Но сейчас затишье. Стало так же скучно, как на футбольном матче с участием «Терты», когда после девяноста минут на табло красуются нули. Толпа — а некоторые стояли тут уже по четыре часа — была разочарована, она чувствовала себя обманутой. Некоторые граждане, высунувшиеся из окон своих квартир на Кирхгассе, словно зеваки во время июньского шествия с розами в Кельне, требовали от полицейских, чтобы те взяли гимназию штурмом. Неужели они не в состоянии ничего предпринять?!

Появление матери Плаггенмейера и ее вопль отчаяния тоже ни к чему не привели. Плаггенмейер позволил ей подойти к самому окну и только тогда ледяным тоном проговорил:

— Если ты рассчитывала избавиться от меня таким образом, ты просчиталась!

После чего к ней подбежали полицейские и увели.

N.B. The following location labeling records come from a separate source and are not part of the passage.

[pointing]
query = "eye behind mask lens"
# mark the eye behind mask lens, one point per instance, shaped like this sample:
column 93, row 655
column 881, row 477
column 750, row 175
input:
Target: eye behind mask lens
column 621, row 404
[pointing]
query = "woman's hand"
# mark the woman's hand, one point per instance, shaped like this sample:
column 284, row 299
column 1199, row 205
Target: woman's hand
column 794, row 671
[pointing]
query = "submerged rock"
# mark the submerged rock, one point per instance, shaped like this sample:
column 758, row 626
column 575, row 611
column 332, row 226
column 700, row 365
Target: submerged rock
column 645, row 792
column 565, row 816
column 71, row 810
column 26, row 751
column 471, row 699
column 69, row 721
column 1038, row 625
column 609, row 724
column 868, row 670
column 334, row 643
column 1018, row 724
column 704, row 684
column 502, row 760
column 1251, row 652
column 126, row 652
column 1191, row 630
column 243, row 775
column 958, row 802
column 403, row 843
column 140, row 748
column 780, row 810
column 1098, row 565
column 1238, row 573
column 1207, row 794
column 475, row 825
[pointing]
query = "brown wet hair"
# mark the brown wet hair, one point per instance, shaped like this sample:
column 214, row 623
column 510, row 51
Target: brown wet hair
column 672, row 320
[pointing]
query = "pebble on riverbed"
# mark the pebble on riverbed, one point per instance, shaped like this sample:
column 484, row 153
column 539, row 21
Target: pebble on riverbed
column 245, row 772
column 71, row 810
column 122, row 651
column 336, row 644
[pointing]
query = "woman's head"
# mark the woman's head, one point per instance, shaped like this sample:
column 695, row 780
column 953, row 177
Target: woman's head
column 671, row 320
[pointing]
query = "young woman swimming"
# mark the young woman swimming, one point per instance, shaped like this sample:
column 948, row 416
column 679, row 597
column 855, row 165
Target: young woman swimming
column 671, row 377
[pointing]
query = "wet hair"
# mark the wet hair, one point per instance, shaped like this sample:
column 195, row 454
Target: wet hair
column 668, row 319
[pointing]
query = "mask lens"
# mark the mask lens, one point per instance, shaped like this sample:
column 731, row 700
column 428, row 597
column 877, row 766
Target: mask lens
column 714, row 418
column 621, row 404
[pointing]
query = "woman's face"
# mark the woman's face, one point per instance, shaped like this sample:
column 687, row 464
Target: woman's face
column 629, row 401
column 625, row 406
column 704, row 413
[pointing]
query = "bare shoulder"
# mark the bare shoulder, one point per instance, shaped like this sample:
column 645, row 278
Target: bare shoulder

Лиззи Плаггенмейер. Честно признаюсь, я ее появление представлял себе иначе. Все мы рассчитывали, что сна всех выручит, уговорит сына сдаться. А теперь я спрашиваю себя, почему, собственно говоря, мы на это рассчитывали? Абсолютно всем было известно, что отношения между ними плохие, а точнее сказать, нет между ними никаких отношений. Но, с другой стороны, ее прибытие не было таким уж бесполезным, как казалось на первый взгляд: одной фразы, сказанной Плаггенмейером, было достаточно, чтобы понять — мать свою он ненавидит! И за дело — она отказалась от него, бросила на произвол судьбы. Чем же она, мать, виновна меньше других?.. Он мстил ей за то, что всю жизнь был для нее укором. И самоубийство в некотором смысле было бы ей на руку. Если смотреть на вещи с такой точки зрения, в появлении Лиззи Плаггенмейер есть и хорошая сторона.